Sex should be appreciated as a good thing that social animals do for pleasure, companionship, affection, and procreation. The goodness of human sexuality is not restricted only to a reproductive act between one able-bodied heterosexual man and one able-bodied heterosexual woman. Such a narrow understanding excludes many disabled people, LGBTQ people, and intersex or nonbinary people. This joint treatment of women’s bodies as a means to an end and of sex as a means to an end is not only objectification but also ableism. Reducing sex to its reproductive possibilities produces a reductive relationship not only with femininity but with humanity.
My children are a gift to the world, just as they are, not for their productivity or profit. All children are. And all parents are. Sexuality is a gift from God for everyone, whether or not they choose to involve another person, whether or not it involves procreation. But it is a gift that humanity has historically feared and sometimes sought to distort by coercion.

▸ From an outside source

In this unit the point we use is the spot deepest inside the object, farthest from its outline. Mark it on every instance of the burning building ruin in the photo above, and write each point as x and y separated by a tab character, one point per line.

Despite my chaotic, abusive upbringing—which could have easily repelled me from the idea of motherhood—I chose to become a mother. Perhaps it is a miracle. If so, it is an everyday, ordinary sort of miracle, like a sacrament. I chose to be a mother because I wanted to be, not because I felt I had to be. But the choice to be a mother must be freely given. The support, not the judgment and condemnation, of community is essential for people to thrive and flourish in their choices. Without the strong women who model the love and security I didn’t receive as a child, I wouldn’t be confident as a mother. Without the support and cooperation of my community and partner, I would languish, however much I love my children.
My brave choice wasn’t required to justify my sexuality or femininity. And mothers continue to bravely make these choices to give this world the precious gift of life. What the many other mothers like me need from our communities is not coercion but trust in the courage of women and in the mercy of God.
Coercion isn’t “openness to life.” My difficult and often traumatic upbringing was not “being open to life.” What would truly be open to life would be to trust that the everyday, ordinary miracle of a woman hoping for a child, giving birth, and loving a child will continue to happen. Don’t insult the beauty of this miracle by attempts at manipulation and coercion. And to Catholics who profess to revere life: I beg you to open your hearts to receive the gift we give. Remember, no self-gift is possible without freedom.